04/07/2018 WIN Director Anna Myers has joined several expert organisations, legal advisors and practitioners in signing a letter from Transparency International Ireland urging the Irish Government to amend the EU Protection of Trade Secrets Regulation (SI 188) on the basis of its creation of a new test for whistleblowers. Unlike the existing Protected Disclosures Act 2014 (PDA), SI 188 requires whistleblowers to demonstrate that their disclosure was motivated by a general public interest concern even if the disclosure is later deemed to be true, related to a criminal offence, or they reported it to their employer or the appropriate authorities.
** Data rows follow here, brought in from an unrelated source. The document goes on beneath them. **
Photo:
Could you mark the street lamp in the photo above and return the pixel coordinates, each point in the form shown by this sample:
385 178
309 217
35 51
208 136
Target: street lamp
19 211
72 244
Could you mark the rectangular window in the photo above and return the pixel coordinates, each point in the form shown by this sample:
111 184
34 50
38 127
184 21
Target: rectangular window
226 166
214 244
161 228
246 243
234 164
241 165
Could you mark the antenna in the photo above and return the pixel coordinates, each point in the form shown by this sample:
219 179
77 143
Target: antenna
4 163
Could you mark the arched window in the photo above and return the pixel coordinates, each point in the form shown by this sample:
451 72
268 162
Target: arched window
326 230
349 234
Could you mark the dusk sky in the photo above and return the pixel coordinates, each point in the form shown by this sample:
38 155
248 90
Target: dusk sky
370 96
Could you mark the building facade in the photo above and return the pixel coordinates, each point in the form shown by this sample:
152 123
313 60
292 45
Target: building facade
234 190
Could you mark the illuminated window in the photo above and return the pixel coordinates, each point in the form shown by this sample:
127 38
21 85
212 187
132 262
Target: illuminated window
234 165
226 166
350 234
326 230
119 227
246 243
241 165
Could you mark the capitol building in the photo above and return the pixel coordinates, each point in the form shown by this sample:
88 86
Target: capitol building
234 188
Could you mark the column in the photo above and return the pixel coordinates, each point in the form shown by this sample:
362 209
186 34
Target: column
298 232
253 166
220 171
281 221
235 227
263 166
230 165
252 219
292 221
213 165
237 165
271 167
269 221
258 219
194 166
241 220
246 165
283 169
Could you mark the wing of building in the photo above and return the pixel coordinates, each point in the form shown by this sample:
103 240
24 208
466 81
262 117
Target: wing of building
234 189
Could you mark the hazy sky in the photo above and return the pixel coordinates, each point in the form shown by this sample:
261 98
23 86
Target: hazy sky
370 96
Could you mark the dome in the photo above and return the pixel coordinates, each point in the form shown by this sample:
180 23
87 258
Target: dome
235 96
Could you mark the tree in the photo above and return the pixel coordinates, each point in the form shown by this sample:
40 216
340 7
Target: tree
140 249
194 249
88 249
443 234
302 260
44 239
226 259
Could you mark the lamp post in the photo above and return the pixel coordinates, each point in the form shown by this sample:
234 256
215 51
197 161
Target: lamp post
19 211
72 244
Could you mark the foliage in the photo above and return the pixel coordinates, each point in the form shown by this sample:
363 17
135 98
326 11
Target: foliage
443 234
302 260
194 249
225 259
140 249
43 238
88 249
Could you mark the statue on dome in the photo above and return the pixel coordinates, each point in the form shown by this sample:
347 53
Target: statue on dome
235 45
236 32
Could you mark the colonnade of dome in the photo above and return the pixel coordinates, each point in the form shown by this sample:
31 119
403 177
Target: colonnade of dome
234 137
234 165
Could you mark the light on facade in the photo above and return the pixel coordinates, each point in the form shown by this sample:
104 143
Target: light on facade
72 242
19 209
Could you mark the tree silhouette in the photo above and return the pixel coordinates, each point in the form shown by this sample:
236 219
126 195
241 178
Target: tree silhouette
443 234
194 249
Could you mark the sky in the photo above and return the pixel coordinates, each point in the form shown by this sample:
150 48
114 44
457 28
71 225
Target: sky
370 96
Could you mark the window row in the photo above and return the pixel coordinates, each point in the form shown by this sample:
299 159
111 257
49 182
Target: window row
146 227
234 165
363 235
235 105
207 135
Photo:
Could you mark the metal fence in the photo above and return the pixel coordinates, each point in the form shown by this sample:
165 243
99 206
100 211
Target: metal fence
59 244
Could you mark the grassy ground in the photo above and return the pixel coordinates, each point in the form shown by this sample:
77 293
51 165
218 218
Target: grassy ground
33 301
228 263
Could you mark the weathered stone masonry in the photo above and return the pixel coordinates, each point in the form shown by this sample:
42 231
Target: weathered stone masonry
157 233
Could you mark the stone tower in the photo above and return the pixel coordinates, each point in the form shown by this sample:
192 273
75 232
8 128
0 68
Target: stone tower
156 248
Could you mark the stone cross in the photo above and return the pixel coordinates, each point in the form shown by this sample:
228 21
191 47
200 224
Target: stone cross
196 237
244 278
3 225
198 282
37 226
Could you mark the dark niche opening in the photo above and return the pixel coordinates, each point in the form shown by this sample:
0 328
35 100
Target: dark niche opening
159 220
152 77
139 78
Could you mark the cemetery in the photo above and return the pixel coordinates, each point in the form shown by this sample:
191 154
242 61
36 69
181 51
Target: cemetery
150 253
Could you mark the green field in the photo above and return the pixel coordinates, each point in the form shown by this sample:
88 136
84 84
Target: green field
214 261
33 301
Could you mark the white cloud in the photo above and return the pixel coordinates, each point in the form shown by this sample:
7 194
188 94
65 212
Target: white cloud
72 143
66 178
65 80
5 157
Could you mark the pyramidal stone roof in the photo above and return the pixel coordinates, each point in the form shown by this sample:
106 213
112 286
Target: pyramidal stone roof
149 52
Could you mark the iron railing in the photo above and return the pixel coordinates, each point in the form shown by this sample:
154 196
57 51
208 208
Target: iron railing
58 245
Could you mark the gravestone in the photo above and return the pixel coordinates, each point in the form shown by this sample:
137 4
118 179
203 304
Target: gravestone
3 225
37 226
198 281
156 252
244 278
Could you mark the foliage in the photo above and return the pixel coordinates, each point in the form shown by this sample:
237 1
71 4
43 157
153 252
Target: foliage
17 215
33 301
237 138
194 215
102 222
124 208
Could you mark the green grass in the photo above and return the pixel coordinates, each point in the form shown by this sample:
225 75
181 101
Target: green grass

Whilst the EU Trade Secrets Directive (passed in July 2016) is supposed to provide strong safeguards for intellectual property holders, there is no requirement in the Directive for any EU Member State to create an additional test for whistleblowers. Under the terms of the Irish proposals, whistleblowers reporting offences to the Office of the Director of Corporate Enforcement or to law enforcement will not only be required to show they believed a crime was or about to be committed but will also have to prove they were motivated to protect the general public interest in reporting the crime.